Former investment banker Michael Lewis became a chronicler of human weakness in a series of exquisite dissections of impenetrable financial scandals such as 80s greed, the credit crunch and the flash crash.

In his latest book, The Undoing Project: A Friendship That Changed The World (Allen Lane) he examines the idiosyncrasies of the species through the lives of two remarkable psychologists who between them practically invented behavioural economics.

This is the field that overturns the economists-eye of the view of the world – that people are rational units ruthlessly hunting out self-interest – and reflects a pragmatic truth that we are prone to mistakes, ruses, Barnum tricks and delusions. (He provides some fun examples.)

However, before he gets to the meat of his tale, he returns to another of his memorable books, Moneyball , which told how statistics and cold facts – and not gut instinct – were used to create the successful baseball team the Oakland As.

The Undoing Project by Michael Lewis

He uses basketball in his opening chapter, again exposing how pre-programmed thinking and benign prejudice often blind franchises to the potential of one young star and the shortcomings of another. Essentially, if you look like Michael Jordan, you’ve a better chance of getting picked, almost regardless of other factors.

This reprise is fascinating in its own right, although it is presented upfront, I suspect, as a spoonful of sugar to help the medicine go down, as if Lewis understands that Daniel Kahneman and Amos Tversky , who met in war-torn Israel in the 1960s, don’t quite make star billing.

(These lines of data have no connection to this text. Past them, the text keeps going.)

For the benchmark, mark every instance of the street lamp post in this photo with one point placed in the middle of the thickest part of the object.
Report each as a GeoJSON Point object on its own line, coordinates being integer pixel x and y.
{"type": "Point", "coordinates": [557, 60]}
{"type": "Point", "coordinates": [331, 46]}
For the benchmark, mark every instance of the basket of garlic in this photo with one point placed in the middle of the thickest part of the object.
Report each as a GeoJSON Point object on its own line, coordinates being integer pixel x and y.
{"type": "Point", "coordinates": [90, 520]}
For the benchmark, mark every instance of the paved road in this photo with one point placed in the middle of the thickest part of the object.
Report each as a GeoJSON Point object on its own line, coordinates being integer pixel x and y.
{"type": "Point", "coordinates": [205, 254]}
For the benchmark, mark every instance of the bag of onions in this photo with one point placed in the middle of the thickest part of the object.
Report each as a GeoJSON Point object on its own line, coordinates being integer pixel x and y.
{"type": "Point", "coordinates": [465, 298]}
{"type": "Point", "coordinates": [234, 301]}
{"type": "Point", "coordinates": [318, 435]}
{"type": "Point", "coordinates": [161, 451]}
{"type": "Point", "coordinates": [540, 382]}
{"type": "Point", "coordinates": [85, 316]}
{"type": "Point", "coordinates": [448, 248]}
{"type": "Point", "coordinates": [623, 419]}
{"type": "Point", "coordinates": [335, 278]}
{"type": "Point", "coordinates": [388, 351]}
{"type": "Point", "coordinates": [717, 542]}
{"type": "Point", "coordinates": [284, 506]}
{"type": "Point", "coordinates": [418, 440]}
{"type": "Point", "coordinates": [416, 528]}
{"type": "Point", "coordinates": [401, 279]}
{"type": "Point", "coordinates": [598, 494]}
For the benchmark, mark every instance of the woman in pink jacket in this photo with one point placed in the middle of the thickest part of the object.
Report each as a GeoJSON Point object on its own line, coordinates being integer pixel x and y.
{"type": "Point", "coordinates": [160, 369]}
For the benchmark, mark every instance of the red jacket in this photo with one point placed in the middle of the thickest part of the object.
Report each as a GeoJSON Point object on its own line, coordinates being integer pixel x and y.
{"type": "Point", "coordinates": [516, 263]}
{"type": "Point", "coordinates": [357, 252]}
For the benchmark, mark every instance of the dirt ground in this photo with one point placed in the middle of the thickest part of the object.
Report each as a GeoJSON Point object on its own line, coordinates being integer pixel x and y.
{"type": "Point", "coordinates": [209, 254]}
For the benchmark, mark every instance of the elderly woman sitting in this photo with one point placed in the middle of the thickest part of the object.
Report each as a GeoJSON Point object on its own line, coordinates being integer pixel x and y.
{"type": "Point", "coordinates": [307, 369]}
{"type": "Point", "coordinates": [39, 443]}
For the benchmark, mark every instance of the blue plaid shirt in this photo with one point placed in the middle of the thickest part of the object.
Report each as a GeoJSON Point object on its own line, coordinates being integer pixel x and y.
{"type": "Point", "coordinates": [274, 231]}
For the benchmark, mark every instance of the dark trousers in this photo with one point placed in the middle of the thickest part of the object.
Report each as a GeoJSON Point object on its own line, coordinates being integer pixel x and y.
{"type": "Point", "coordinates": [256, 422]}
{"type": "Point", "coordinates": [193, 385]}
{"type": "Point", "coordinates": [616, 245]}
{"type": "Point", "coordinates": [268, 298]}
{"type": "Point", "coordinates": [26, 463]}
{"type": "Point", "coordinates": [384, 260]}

That is not to say that the two men, opposites in many ways, lived dull lives of nerdish study. They were, by dint of their birth, involved in Israel’s early struggle to survive, participants in wars whose results shape the Middle East to this day.

Their particular branch of study – how people make decisions – is fascinating, but Lewis’s main theme is one of intellectual collaboration which he insists on branding an asexual love story, how two become one. While this has a degree of merit, the hand is overplayed.

The two men were distinct and distinctly clever but, even at the end I kept mistaking Kahneman for Tversky and vice versa, even as they descended into Lennon and McCartney style break-ups and bickering.

But then again I’m only human and prone to mistakes – a thesis to which the men dedicated their working lives.

Regardless of this thematic flaw (and the terrible title), this is a Michael Lewis book which is as good a guarantee of quality as you’re likely to find on a book cover.